Supermarket Co-op drops Thai coconut milk over use of monkey slave labour


Supermarket Co-op has said it will no longer sell coconut milk sourced from Thailand, after campaigning by an animal rights group that accused coconut farms in the country of using monkey labour. 

Instead, the grocer’s own brand of coconut milk is sourced from Sri Lanka, where monkey labour is not used for harvesting coconuts.

Animal rights charity PETA has asked the company to extend this policy to include branded Thai coconut milk products and is urging everyone to avoid buying them due to the rampant abuse involved in their production.

It’s the charity’s third investigation into the coconut industry in Thailand – which saw campaigners visit farms and training facilities in nine provinces – and what it uncovered was horrifying.

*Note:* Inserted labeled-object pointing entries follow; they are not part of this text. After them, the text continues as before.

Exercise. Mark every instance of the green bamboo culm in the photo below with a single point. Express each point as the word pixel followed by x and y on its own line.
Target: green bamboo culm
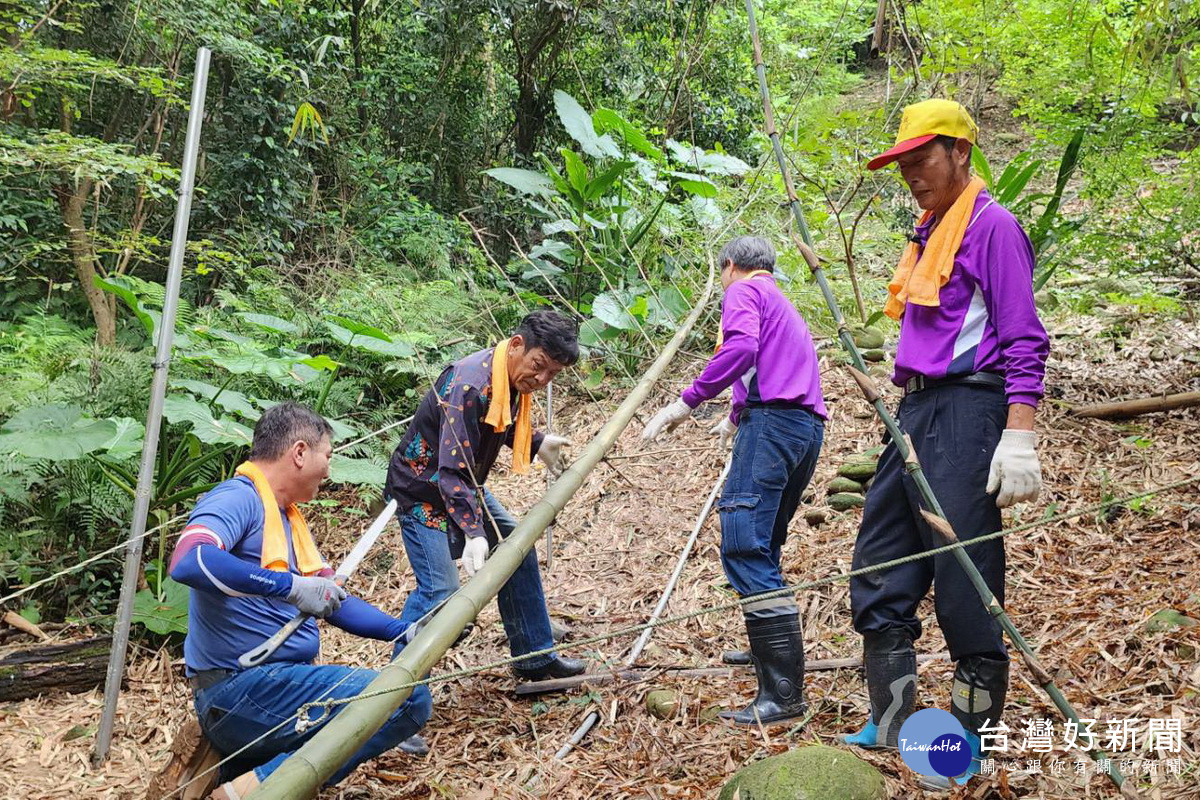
pixel 309 768
pixel 936 517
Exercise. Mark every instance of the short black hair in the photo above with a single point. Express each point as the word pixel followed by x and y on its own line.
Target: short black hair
pixel 553 332
pixel 283 425
pixel 749 253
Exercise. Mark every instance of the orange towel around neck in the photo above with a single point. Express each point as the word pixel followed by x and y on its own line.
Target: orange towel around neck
pixel 275 542
pixel 919 281
pixel 499 414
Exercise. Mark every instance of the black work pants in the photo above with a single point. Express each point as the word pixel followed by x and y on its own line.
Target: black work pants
pixel 954 429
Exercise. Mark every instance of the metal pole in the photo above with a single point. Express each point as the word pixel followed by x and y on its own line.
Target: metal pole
pixel 550 428
pixel 307 768
pixel 937 517
pixel 154 416
pixel 594 716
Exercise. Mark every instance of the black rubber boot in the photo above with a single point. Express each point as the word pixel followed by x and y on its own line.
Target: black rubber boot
pixel 977 701
pixel 737 657
pixel 981 686
pixel 889 663
pixel 777 647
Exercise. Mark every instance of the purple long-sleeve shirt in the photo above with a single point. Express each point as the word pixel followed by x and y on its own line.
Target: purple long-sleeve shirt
pixel 767 354
pixel 987 320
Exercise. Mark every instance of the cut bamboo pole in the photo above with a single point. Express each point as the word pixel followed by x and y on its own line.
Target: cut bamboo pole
pixel 1122 409
pixel 305 770
pixel 649 673
pixel 903 444
pixel 636 650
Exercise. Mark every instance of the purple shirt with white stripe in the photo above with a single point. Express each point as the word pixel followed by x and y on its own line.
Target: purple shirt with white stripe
pixel 987 320
pixel 767 354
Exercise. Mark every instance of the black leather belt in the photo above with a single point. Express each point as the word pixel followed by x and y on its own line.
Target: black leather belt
pixel 208 679
pixel 921 383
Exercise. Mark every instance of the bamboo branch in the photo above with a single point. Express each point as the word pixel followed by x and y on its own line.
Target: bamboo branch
pixel 634 675
pixel 1137 407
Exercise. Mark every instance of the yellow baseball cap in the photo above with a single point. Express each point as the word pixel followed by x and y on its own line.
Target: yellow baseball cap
pixel 923 122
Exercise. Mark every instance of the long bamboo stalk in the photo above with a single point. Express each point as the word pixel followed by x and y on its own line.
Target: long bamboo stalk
pixel 301 775
pixel 631 675
pixel 936 516
pixel 643 639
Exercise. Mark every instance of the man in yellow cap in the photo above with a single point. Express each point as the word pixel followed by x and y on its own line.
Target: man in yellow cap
pixel 971 361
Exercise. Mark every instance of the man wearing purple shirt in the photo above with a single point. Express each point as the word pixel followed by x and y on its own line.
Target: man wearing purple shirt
pixel 971 364
pixel 768 358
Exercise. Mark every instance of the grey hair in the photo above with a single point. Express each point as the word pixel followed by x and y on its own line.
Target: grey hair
pixel 749 253
pixel 282 426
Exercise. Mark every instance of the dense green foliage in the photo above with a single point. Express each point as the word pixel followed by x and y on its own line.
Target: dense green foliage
pixel 385 186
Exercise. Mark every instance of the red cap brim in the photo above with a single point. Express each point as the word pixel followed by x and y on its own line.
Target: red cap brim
pixel 888 156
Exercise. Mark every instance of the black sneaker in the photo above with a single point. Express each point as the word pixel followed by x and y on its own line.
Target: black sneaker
pixel 559 667
pixel 414 745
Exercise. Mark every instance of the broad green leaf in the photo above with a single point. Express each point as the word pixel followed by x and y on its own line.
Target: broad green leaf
pixel 1008 193
pixel 579 125
pixel 606 120
pixel 184 409
pixel 121 288
pixel 227 398
pixel 981 166
pixel 553 248
pixel 604 181
pixel 269 323
pixel 126 443
pixel 371 343
pixel 166 617
pixel 610 308
pixel 591 332
pixel 343 431
pixel 523 180
pixel 360 471
pixel 714 163
pixel 361 329
pixel 695 184
pixel 54 432
pixel 594 379
pixel 322 362
pixel 576 170
pixel 558 227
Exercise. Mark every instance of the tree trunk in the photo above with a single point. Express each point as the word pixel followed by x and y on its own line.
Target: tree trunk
pixel 357 50
pixel 73 667
pixel 83 259
pixel 881 17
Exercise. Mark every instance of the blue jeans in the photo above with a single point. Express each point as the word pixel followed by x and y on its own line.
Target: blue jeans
pixel 521 600
pixel 243 708
pixel 774 455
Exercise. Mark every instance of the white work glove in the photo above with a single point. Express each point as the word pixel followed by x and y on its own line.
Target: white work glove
pixel 474 553
pixel 1014 469
pixel 667 419
pixel 725 429
pixel 551 453
pixel 316 596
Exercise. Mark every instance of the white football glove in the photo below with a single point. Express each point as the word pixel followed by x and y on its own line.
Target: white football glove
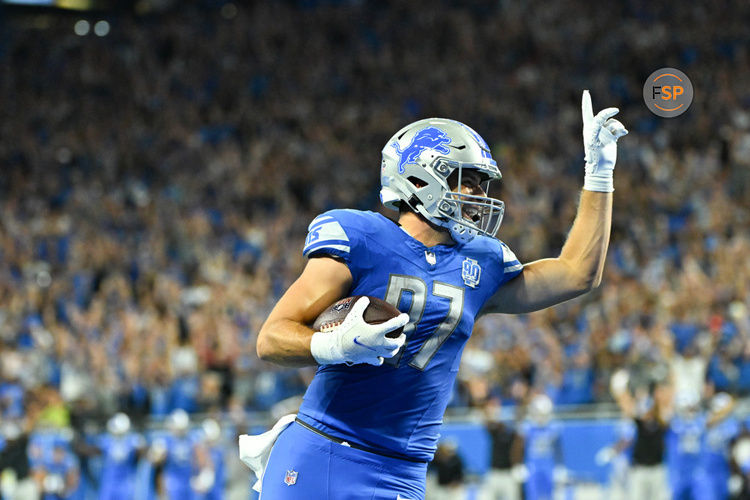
pixel 356 341
pixel 600 134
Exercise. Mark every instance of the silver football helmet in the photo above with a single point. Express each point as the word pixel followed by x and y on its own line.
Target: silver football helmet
pixel 417 164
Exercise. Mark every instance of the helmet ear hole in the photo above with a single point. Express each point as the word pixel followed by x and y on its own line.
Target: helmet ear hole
pixel 416 181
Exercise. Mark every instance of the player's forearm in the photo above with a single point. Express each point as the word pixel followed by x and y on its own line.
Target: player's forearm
pixel 285 342
pixel 585 250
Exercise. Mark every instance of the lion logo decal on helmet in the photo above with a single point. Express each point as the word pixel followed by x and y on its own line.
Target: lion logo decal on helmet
pixel 427 138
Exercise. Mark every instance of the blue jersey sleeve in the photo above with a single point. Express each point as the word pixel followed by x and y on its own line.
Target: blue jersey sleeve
pixel 341 234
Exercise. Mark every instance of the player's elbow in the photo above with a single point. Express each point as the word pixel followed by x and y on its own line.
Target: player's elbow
pixel 263 347
pixel 582 279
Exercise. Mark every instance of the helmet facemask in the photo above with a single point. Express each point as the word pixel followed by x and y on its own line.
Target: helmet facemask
pixel 477 212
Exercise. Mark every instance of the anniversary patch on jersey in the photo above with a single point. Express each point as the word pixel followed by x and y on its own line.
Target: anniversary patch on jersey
pixel 291 477
pixel 325 232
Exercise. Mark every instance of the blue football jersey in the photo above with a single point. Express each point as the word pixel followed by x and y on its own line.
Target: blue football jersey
pixel 120 457
pixel 541 443
pixel 716 445
pixel 685 444
pixel 398 407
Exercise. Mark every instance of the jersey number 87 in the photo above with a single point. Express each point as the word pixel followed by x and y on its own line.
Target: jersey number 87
pixel 398 284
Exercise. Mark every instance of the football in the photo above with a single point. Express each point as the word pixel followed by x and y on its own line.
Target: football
pixel 378 311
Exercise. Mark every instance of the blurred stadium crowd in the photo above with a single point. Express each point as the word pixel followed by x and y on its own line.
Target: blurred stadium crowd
pixel 157 182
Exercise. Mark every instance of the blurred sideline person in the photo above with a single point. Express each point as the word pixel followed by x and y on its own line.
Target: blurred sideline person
pixel 500 483
pixel 617 456
pixel 120 450
pixel 441 263
pixel 716 444
pixel 210 481
pixel 175 453
pixel 648 476
pixel 449 473
pixel 16 481
pixel 542 450
pixel 57 472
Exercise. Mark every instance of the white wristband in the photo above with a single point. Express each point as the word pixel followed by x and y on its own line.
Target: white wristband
pixel 599 182
pixel 324 347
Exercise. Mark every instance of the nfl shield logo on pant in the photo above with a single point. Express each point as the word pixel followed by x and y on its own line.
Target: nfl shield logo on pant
pixel 291 477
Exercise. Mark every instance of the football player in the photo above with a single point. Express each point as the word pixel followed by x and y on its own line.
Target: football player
pixel 121 450
pixel 542 450
pixel 371 417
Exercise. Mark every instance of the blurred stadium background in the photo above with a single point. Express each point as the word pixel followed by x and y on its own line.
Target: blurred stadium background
pixel 160 161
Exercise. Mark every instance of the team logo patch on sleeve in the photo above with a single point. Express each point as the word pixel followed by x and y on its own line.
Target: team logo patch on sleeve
pixel 471 271
pixel 291 477
pixel 325 232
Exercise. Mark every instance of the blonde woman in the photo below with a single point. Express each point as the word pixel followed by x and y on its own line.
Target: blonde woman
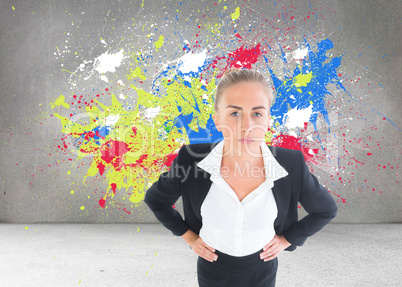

One trainer was caught on camera dangling a screaming monkey by the neck and striking him with a tether.

Another monkey used for breeding was kept chained alone in the sun, without access to water, while other young monkeys languished in cramped cages. 

Coconut pickers said that the monkeys sometimes incur broken bones from falling out of – or being yanked down from – trees, and a worker confirmed that most monkeys are kidnapped from their families in nature, even though the species exploited by the coconut trade are threatened or endangered. 

Dr Carys Bennett, PETA Senior Corporate Projects Manager, told the Express: “The Co-op is living up to its cooperative namesake by taking this compassionate step to avoid cruelly obtained coconut milk, and we urge the Thai Government to put an end to the exploitative practice of forcing captive monkeys to harvest coconuts.” 

Several companies have stopped selling some Thai coconut products over the years after campaigning by PETA, but it is now calling on all retailers – including Whole Foods – to stop selling such products until monkeys are no longer “used and abused for profit”.

The Thai government last year rejected PETA’s claims of widespread abuse, saying the traditional practice of using monkeys to harvest coconuts is almost non-existent in industry, which, due to its scale, instead depends upon human labour and machinery.

In 2021, Thailand exported 236,323 metric tonnes of coconut milk, worth 12,800 million baht (£279,000), according to the Department of Agriculture.

At the time, it began issuing certificates to farms to verify that they are monkey-free to address concerns over animal cruelty, but the charity said the practice is still rife.

PETA’s expose linked forced monkey labour to Suree – a brand which used to produce canned coconut milk for Co-op, as well as Chaokoh, Ampol Food Processing, Cocoburi, Tropicana Oil, Thai Pure Coconut Co, Ampawa, Edward & Sons Trading Co, and Aroy-D.

Consumers are being urged to always check the labels on coconut milk products, and whether it’s in a can, a box, or other packaging, if it reads, “Product of Thailand,” leave the item on the shelf.  

Coconut water typically – but not always – comes from coconuts grown on dwarf trees, including the Nam Hom variety, and harvesting them doesn’t involve monkey labour.  

Pig-tailed macaques are used in the trade, according to Oxford Brookes University, which are classed as Endangered by the International Union for Conservation of Nature (IUCN).

The monkeys are native to Brunei, Indonesia, Malaysia, and Thailand, with introduced populations in Singapore and the Natuna Islands.

Other threats to the species include ongoing habitat loss due to the conversion of their forests to other land-use forms, as well as hunting, collection for the pet trade and biomedical research, and they are persecuted as pests.